@Hart
The brain does and probably has always fascinated me. I don't know the exact numbers, but having the studied the brain some, every region has some responsibility connected to our fuctioning... so I imagine we need all of it. All the parts of the brain are label and we at least have theories about what happens in each. Although I assume the hypothamus is actually doing what they think it's doing- since that's directly responsible for pretty much everything that happens in our bodies. I once read that most of what we know about how the brain functions come from when we see it damaged and not functioning properly. If you're ever curious, information on the brain is easy to find.
That's very admirable of you to do that for someone you feel impressed by. I've never understood being impressed honestly, though I've heard more than one person say they want to be impressed. I don't understand that, but I can't be impressed by people or impress them for that matter (maybe with how much I write, but I don't see what's impressive about such a fluke.) I'm impressed by how we function, I'm distressed by most of what we do. I don't need to be entertained or impressed or anything of the sort really. There's a wealth of information out there and it's accessible to me and if it wasn't I'd explore on my own. Collect it, put it into the soup that's my own version of daydreaming I suppose. Maybe it's thinking, sometimes it's thinking. I don't ponder though.
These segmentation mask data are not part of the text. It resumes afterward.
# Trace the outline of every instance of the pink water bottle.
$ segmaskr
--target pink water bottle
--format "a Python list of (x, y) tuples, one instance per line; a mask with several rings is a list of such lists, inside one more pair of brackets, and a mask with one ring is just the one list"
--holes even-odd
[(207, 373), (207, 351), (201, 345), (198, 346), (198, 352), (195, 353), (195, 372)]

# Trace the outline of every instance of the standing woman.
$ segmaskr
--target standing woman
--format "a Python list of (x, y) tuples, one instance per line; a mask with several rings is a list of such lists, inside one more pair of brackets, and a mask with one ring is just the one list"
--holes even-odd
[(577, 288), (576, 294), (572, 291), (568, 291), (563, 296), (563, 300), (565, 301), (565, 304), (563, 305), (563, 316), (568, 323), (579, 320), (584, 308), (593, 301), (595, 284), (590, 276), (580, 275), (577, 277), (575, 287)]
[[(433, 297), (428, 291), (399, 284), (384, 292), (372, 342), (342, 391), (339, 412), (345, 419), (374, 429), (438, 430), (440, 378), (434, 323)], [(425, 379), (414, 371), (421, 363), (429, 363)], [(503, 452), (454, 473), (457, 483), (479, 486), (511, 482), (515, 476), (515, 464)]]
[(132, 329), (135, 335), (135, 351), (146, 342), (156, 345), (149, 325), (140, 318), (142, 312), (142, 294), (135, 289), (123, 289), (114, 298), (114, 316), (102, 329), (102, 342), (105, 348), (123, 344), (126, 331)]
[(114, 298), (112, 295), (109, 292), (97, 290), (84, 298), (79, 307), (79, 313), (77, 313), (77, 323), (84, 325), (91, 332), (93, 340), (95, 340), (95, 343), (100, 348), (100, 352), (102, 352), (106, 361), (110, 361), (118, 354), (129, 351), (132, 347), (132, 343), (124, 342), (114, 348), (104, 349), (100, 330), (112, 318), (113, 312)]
At least I wouldn't describe what I do as pondering, I wonder, I seek, I find, I think, I organize it, alter it, fit into a scheme I can use (or discard it, antagonize it if it does so to me- it's a tad complicated to explain), but then I will wonder again and the process plays over and over.
It is certainly awkward when people online drop very personal problems on people they don't know, yet that seems to be at least what some 60% of the internet is about if you're a forum surfer. It doesn't matter to me if people online like me and I have a way of saying what's on my mind and being blunt about it. I can't curve my behavior to overly sensitive trolls all the time, though it may bother me and be a pain to deal with or work around people who dislike me. I've upset many people, said things that are deviant to the status quo and upsetting. At a time I hated how I thought, I wanted to be liked, sure, fit in and all that. Now I sort of appreciate the fact that I don't. I rather dislike people, if I upset them it's not my problem, because I don't post things to be purposely malicious or usually directed at an individual, though there've been times I was banned for calling prommie trouble makers out. I feel like I've been brought into a world of problems. It's my goal to figure out the problems and when I pinpoint something and say it aloud it's like I've resurrected Hitler. Heh Heh. I can't say that, can't do that, can't think that, but I do.
Yes, there are hordes of characters with multiple arms and I've always thought the example of examples was in Hindu... They have a character named Sheeva in Mortal Kombat? Hmm, wonder who that's modeled after, seeing as the Hindu have a god with a similar name and many arms.
[Shiva]Seems a strange conversation has started, because of my speculation. I have no defense in the case of having weird interests, but I know that. Curiosity killed the cat, what curiosity forgot was that the cat had 9 lives.
It took me a long time to figure out something about creativity, originality and curiosity. Creativity is taking from what we know and making something original- supposedly, let's say- but originality is hard to keep that way. Curiosity is like a need to find originality. I feel creative people and curious people approach "the original" in opposite ways. I think I've never really gotten along with creative people because of this. Is originality created or is it discovered? What it means as far as what I was saying is that I think I've found original things, things that make me think, so I collect them, I experiment on them and I use them. I make my madscientist army or whatnot. I've done creative things, I think everyone has by the literal definition, but I don't think of myself as a creative person and I feel that distinction is opaque- absolutely defining.